Hexane extracts of PS (LHXN and RHXN) protected SH-SY5Y cells against Aβ-induced neurotoxicity, and decreased levels of extracellular Aβ and phosphorylated tau (pT231). Although extracts of PS inhibited Aβ-induced ROS production, it was unlikely that neuroprotective effects were simply due to the anti-oxidant capacity of PS. Further, mechanistic study suggested that the neuroprotective effects of PS might be due to its capability to regulate amyloidogenesis through the downregulation of BACE and APP.
These findings suggest that hexane extracts of PS confer neuroprotection against Aβ- induced neurotoxicity in SH-SY5Y cells by attenuating amyloidogenesis and tau hyperphosphorylation. Due to its neuroprotective properties, PS might be a potential therapeutic agent for Alzheimer's disease.
在阿尔茨海默病中,β淀粉样蛋白(Aβ)的积累引发淀粉样蛋白生成和tau蛋白的过度磷酸化,导致神经元细胞死亡。荜茇是马来人用于治疗风湿病、头痛和增强记忆力的传统草药。它具有多种生物学效应,如抗胆碱能、抗炎、抗氧化和抗抑郁样作用。

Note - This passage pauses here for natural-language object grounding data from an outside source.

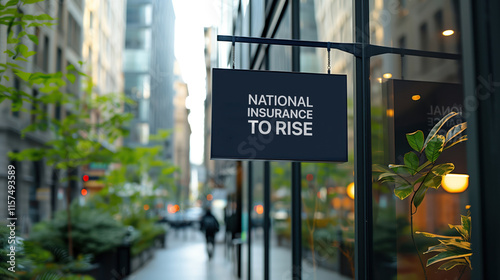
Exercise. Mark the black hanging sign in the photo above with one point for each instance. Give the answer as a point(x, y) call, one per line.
point(266, 115)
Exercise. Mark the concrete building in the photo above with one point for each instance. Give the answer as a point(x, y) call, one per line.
point(148, 68)
point(39, 188)
point(103, 45)
point(182, 133)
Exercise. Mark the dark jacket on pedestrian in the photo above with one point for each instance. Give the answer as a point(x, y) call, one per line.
point(209, 223)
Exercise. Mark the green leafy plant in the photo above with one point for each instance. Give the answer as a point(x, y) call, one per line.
point(93, 231)
point(420, 170)
point(453, 250)
point(53, 263)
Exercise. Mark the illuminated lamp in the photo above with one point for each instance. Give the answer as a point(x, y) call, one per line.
point(350, 190)
point(448, 32)
point(455, 183)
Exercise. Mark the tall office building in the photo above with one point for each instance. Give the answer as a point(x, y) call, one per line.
point(40, 189)
point(148, 68)
point(103, 46)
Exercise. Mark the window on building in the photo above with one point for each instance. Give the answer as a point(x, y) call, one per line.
point(46, 51)
point(60, 15)
point(402, 44)
point(38, 55)
point(16, 101)
point(91, 20)
point(58, 112)
point(424, 45)
point(34, 106)
point(35, 184)
point(59, 61)
point(439, 25)
point(74, 35)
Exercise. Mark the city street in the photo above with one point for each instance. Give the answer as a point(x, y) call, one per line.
point(185, 258)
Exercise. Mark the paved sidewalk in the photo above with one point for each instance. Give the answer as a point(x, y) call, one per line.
point(185, 258)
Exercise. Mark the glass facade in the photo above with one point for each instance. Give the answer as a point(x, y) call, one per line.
point(407, 93)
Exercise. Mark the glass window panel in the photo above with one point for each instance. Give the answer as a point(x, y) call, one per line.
point(136, 60)
point(390, 20)
point(327, 188)
point(408, 94)
point(141, 15)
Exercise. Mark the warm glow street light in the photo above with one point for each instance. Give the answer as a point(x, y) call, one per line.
point(455, 183)
point(350, 190)
point(448, 32)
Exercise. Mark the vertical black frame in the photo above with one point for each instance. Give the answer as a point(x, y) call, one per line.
point(362, 50)
point(363, 228)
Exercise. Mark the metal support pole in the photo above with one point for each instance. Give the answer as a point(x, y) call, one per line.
point(249, 209)
point(267, 220)
point(239, 208)
point(362, 147)
point(296, 172)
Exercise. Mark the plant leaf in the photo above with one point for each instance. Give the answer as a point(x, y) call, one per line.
point(419, 196)
point(380, 168)
point(21, 74)
point(466, 222)
point(33, 38)
point(423, 166)
point(443, 169)
point(416, 140)
point(432, 235)
point(31, 1)
point(438, 126)
point(403, 191)
point(411, 161)
point(71, 78)
point(455, 131)
point(461, 139)
point(434, 148)
point(448, 255)
point(451, 264)
point(434, 182)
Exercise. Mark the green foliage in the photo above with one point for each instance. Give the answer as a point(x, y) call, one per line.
point(52, 263)
point(17, 28)
point(453, 250)
point(415, 177)
point(4, 250)
point(93, 231)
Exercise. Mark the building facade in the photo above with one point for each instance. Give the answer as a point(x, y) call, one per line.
point(103, 47)
point(148, 68)
point(182, 133)
point(452, 69)
point(41, 189)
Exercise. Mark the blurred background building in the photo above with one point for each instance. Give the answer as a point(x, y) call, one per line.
point(40, 188)
point(148, 68)
point(182, 133)
point(103, 47)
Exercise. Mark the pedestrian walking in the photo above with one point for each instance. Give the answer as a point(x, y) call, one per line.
point(210, 226)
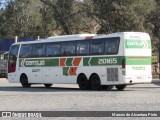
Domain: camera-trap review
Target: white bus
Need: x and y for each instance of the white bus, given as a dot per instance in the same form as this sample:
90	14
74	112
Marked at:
92	61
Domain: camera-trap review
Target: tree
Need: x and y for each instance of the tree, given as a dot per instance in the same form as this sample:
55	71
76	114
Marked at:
118	15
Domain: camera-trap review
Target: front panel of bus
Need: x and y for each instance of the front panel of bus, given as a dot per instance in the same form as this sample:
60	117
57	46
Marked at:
137	58
12	63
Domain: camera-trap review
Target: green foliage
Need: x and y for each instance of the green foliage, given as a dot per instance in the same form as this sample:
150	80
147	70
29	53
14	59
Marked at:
30	18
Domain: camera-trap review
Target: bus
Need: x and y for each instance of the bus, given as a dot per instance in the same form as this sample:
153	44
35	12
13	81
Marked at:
90	60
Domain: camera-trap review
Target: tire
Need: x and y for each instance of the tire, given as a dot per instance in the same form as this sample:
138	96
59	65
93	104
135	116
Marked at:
95	82
83	82
120	87
24	81
48	85
107	87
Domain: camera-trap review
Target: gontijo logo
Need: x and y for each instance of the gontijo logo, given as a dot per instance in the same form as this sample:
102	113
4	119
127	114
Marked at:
130	43
25	63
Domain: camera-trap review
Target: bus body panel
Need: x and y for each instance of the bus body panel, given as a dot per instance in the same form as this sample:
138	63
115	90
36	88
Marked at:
138	57
65	69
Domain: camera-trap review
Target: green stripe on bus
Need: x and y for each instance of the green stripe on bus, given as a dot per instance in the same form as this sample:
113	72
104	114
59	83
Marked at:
101	61
69	62
65	70
38	62
138	60
134	43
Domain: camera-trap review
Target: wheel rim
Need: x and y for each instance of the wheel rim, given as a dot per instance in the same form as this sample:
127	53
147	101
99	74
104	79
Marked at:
96	82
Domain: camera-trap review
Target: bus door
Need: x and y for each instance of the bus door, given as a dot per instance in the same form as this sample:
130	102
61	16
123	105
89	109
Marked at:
12	63
138	57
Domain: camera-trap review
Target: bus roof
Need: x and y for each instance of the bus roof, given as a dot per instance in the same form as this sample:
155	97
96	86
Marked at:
78	37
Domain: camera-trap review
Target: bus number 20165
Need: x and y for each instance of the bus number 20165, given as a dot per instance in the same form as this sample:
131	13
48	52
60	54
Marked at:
107	61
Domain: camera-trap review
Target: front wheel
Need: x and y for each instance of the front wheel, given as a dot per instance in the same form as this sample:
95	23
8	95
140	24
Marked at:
83	82
95	82
107	87
24	81
48	85
120	87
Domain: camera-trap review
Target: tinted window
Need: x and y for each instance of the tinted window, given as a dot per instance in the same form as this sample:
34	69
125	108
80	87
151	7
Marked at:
13	53
26	51
53	49
97	47
68	48
111	45
83	47
39	50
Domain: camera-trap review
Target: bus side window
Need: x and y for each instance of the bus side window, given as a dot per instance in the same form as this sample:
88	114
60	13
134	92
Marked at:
53	49
83	47
97	47
111	45
68	48
39	50
26	50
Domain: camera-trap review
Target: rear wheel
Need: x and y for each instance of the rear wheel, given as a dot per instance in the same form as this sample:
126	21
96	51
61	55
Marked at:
83	82
48	85
107	87
24	81
120	87
95	82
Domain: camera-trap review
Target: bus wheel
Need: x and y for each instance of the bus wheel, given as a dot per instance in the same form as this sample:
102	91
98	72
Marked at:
107	87
48	85
24	81
95	82
120	87
83	82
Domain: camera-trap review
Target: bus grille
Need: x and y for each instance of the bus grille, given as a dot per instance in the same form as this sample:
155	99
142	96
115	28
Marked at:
112	74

本研究旨在探讨荜茇对Aβ诱导的神经毒性的神经保护特性,并评估其潜在的作用机制。
在SH-SY5Y人神经母细胞瘤细胞中研究了荜茇叶(L)和根(R)的己烷(HXN)、二氯甲烷(DCM)、乙酸乙酯(EA)和甲醇(MEOH)提取物对Aβ诱导的神经毒性的神经保护作用。细胞先用荜茇预处理24小时,然后用Aβ诱导24小时。使用细胞活力和细胞活性氧(ROS)测定法研究荜茇的神经保护作用。测定细胞外Aβ和苏氨酸231(pT231)磷酸化的tau蛋白水平。分别使用qRT-PCR分析和蛋白质印迹分析评估基因和蛋白质表达。
荜茇的己烷提取物(LHXN和RHXN)保护SH-SY5Y细胞免受Aβ诱导的神经毒性,并降低细胞外Aβ和磷酸化tau(pT231)的水平。虽然荜茇提取物抑制Aβ诱导的ROS产生,但神经保护作用不太可能仅仅归因于荜茇的抗氧化能力。此外,机制研究表明,荜茇的神经保护作用可能是由于其通过下调BACE和APP来调节淀粉样蛋白生成的能力。
这些发现表明,荜茇的己烷提取物通过减弱淀粉样蛋白生成和tau过度磷酸化,对SH-SY5Y细胞中Aβ诱导的神经毒性具有神经保护作用。由于其神经保护特性,荜茇可能是阿尔茨海默病的潜在治疗药物。